A twenty year gap between studio albums suggests a project built slowly, piece by piece, or maybe not built at all until something forces the hand. For Roger Sanchez, the something was a global shutdown. Spectrum, his first full length since the early 2000s, exists because touring vanished and a flat in Shoreditch suddenly became a workspace, not a layover. What emerged is a record shaped by London’s wet pavement and gray skies, but its roots run much further back.
When asked to dig into the tracks that formed him, for a recent Nine Songs selection, Sanchez bypassed obvious club reference points. He went to the body first. As a young breakdancer in 1970s and 80s New York, before the decks meant anything, he absorbed the sound of a city where hip hop was cutting through and genre lines hadn’t hardened. Those choices, he explained, weren’t just nostalgia. They’re the raw material his DJ brain was built on. That early footwork and floor timing still echo in the album’s leaner, more angular moments.
The UK’s influence sits right on the surface of Spectrum. A few summers spent connecting with local artists, absorbing the rhythm of the place, changed the feel of the tracks. It’s there in the clipped energy of a cut like “Grinnin’,” with Fedde Le Grand, and in the vivid verbal painting Leo Wood brings to “Dark Days.” Sanchez talks about her writing with genuine, precise admiration, the kind that comes from recognizing a collaborator who fights for the cleverest phrasing, not the easiest one. He likened the process to working with someone like Fiona Apple. That search for concise depth is audible across the record.

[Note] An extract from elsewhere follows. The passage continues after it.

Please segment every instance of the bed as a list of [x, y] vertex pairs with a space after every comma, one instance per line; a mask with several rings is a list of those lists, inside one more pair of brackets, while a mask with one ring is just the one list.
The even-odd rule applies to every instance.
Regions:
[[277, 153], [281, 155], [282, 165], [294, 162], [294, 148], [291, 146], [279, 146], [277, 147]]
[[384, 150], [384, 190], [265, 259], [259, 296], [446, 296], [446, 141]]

The clearest curveball might be Melanie C’s appearance on “I Don’t Wanna Know,” a pairing that seemed unlikely until it happened. The track’s bouncy, off-kilter groove makes sense of it. Sanchez has spent the intervening decades running labels like Stealth Records and UNDR THE RDR, maintaining his Release Yourself podcast, and remixing others, all while learning to produce out of a backpack. The album isn’t a comeback. It’s a producer finally given the static space to germinate ideas that had been rattling around since he was a kid on a dance floor in New York.